V
Things on this planet are always happening at the same time; and it must follow (since it is only through meetings that the machinery is assembled which makes the world continue to exist) that, although parallels or divergences are the rule, now and then persons simultaneously start out upon lines of action which in due course arrive at the same point. It is fortunate that those persons are unaware of what the gods are doing with them. Life is not such fun that we can afford to dispense with the unexpected.
It chanced that at the very moment when Ben and I were discussing Mrs. Lintot's scheme at Dartmoor, Mr. John Harford, in the garden of Laycock Manor, was informing his startled mother that he had decided to chuck the law and open a second-hand book shop.
Mrs. Harford was properly horrified. The Harfords so far had been able to avoid trade.
"But this isn't trade," said her son. "This is a lark."
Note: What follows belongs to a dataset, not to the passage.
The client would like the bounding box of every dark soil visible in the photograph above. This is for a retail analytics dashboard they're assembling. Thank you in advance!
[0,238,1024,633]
"Do you call it a lark," his mother inquired, "to be covered with dust—for there's nothing so dusty as old books, and very likely to catch horrible diseases—for there are no germ carriers like old books either? And"—she went on, before he could reply—"do you call it a lark to have to bargain with customers, because no one ever gives as much for an old book as it is marked? Even I know that. That's not my notion of a lark, anyway. And you'll have to start early, and leave late, and your health will go, and your nice looks, and all the money spent on your legal career will be wasted, and all the money you are going to put into this absurd business will be wasted too. By the way, where is that money coming from?"
"I was thinking of you, darling," said her son.
"Of me! Is the boy mad?" she inquired of the flowerbeds, the trees and the universe at large. "Do you seriously think that, feeling as I do about this offensive shop, I am going to help you to open it?"